The scale of the shift is stark. By 2026, HBM is expected to account for roughly 25% of total DRAM wafer production, with demand growing around 70% year-on-year . For every bit of HBM memory produced, Micron must sacrifice the production of three bits of standard memory for other devices
. Synopsys CEO Sassine Ghazi told CNBC that most output from leading memory suppliers is now absorbed by AI infrastructure, crowding out other end markets
.
On June 25, 2026, Apple raised prices across its Mac, iPad, HomePod, and Apple TV lines globally, citing an "unprecedented" surge in memory and storage chip costs . Apple spared the iPhone for now
. Specific increases include:
The range of 18–33% on affected models is accurate . Apple said in a statement: "The rapid expansion of AI data centers has created an extraordinary surge in demand for memory and storage. We have never seen a component price increase this much, this quickly"
. Memory and storage prices have quadrupled over the past three quarters, according to Counterpoint Research, as suppliers steer more production toward HBM used in AI servers
. TrendForce reported that conventional DRAM contract prices surged roughly 93–98% quarter-over-quarter in Q1 2026, with another 58–63% QoQ rise projected
.
On the same day as Apple's announcement, Microsoft said Xbox console prices would increase worldwide effective August 1, blaming soaring memory and storage component costs . The increases are:
This is the third time Microsoft has raised Xbox prices in 13 months . Microsoft stated that storage and memory prices have already risen by more than 2.5 times, with another doubling expected by fall 2027
. The 2TB special edition model is being discontinued rather than repriced
.
On July 2, 2026, Reuters reported that Currys CEO Alex Baldock warned higher prices for smartphones, laptops, and other electronics are "inevitable" later this year due to the global memory chip shortage . Baldock said that AI and data centers were "eating up the world's supply of silicon," leaving less available for mobile phones and laptops, which "inevitably will cause availability challenges and some cost price inflation"
. Currys has secured stock through September to temporarily buffer the impact, but the retailer expects cost inflation to hit consumers thereafter
.
Memory chip prices have risen dramatically. The BBC reported that RAM costs have "more than doubled" since October 2025 . Counterpoint Research told CNBC that memory and storage prices have "quadrupled" over the past three quarters
. TrendForce data cited by PBS indicates DRAM contract prices jumped roughly 93–98% quarter-over-quarter in the first three months of 2026
.
Not all claimed figures could be verified from top-tier sources.

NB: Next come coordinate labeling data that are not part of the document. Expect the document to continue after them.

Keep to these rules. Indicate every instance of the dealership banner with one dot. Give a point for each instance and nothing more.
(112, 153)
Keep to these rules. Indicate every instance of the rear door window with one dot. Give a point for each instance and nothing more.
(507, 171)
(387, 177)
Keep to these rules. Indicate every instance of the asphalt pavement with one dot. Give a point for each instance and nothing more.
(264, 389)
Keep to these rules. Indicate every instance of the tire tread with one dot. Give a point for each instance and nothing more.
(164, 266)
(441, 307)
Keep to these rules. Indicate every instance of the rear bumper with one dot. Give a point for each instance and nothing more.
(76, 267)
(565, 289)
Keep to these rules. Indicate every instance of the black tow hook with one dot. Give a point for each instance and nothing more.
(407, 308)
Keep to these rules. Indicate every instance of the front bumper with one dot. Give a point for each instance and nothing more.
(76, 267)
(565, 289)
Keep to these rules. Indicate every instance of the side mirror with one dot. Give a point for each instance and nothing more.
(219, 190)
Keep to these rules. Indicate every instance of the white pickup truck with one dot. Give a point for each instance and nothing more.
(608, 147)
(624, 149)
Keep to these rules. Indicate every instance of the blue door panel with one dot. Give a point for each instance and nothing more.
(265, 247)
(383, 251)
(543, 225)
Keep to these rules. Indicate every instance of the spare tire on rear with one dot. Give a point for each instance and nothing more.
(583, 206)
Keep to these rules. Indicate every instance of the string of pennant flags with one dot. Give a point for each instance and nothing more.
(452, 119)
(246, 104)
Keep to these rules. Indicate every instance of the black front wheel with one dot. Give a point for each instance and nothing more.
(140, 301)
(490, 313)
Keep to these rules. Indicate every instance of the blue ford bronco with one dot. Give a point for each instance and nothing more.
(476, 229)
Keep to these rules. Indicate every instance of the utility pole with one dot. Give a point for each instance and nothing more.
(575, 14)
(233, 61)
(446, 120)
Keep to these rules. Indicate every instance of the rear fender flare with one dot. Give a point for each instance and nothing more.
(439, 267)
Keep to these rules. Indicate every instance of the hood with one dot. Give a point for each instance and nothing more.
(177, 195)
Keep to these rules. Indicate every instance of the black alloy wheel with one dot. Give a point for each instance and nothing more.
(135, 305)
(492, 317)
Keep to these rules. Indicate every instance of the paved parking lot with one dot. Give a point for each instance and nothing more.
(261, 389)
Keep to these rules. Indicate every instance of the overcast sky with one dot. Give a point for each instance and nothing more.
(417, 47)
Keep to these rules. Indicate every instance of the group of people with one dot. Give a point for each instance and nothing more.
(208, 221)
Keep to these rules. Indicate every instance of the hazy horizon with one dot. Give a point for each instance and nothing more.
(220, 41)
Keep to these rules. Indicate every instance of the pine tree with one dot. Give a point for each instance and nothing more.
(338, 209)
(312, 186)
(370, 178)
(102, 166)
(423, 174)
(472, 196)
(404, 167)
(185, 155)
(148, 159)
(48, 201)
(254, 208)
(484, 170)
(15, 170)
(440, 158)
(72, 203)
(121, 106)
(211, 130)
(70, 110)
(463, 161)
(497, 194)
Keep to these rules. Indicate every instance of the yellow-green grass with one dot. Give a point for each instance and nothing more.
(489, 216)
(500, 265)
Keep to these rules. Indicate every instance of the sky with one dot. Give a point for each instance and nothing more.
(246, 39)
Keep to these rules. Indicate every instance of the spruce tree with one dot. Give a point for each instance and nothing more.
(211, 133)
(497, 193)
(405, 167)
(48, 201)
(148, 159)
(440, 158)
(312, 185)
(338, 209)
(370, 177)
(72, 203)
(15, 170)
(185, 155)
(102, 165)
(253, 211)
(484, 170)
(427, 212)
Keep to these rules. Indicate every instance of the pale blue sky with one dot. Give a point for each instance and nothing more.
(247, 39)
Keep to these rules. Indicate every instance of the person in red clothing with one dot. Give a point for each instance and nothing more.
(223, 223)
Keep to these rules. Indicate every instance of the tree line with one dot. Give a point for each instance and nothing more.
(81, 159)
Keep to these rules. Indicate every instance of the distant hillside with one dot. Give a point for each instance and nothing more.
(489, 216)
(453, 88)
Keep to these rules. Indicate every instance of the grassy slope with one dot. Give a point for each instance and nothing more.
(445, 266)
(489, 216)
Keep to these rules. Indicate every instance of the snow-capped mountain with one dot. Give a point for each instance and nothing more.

The specific "6× price spike" and "15× oversupply of orders" were not found in Reuters, Bloomberg, BBC, or CNBC articles examined. However, the broad magnitude of a multi-fold price increase is well-supported.
Multiple authoritative sources project the shortage will persist through at least 2027:
Reuters reported in January 2026 that "the global appetite for smartphones, personal computers, and gaming consoles is anticipated to decline" as companies raise prices . The BBC noted the same dynamic
. Specific analyst forecasts of a 10.4% decline in PC shipments and 8.4% decline in smartphone shipments in 2026 could not be directly confirmed from the top-tier sources retrieved, though the general trend is consistent with reported expectations of falling demand.
This is not a typical cyclical chip shortage. The current crisis represents a structural shift in the memory market. HBM chips are physically different from standard DRAM—they stack layers of memory chips into a "cube" and require advanced manufacturing processes that Samsung, SK Hynix, and Micron have invested tens of billions of dollars to build . The hyperscalers—companies like Alphabet, Microsoft, and OpenAI—have locked in substantial portions of future DRAM wafer output under multi-year agreements, tightening availability for traditional end markets
.
SK Hynix currently holds roughly 62% of the HBM market, with Micron at 21% and Samsung at 17% . All three are building new fabrication plants to meet AI demand, but new capacity will not come online until 2028 at the earliest
.
The following claims from the original query could not be independently verified from the highest-authority sources (Reuters, Bloomberg, BBC, CNBC) captured:
While some of these figures may come from specific analyst reports (e.g., IDC, Gartner, Counterpoint) or are consistent with the general magnitude of the crisis reported, they are not directly cited in the top-tier news coverage examined for this analysis.
The core narrative is well-supported by Reuters, Bloomberg, BBC, CNBC, and other authoritative sources: AI-driven HBM demand is cannibalizing consumer DRAM and NAND supply, causing historic price increases that Apple and Microsoft have already passed on to consumers. The shortage is expected to persist into 2027. Consumers should expect higher prices for new laptops, tablets, and gaming consoles, and potentially for smartphones later in 2026. The days of cheap, abundant memory—and the devices built on it—appear to be over for the foreseeable future.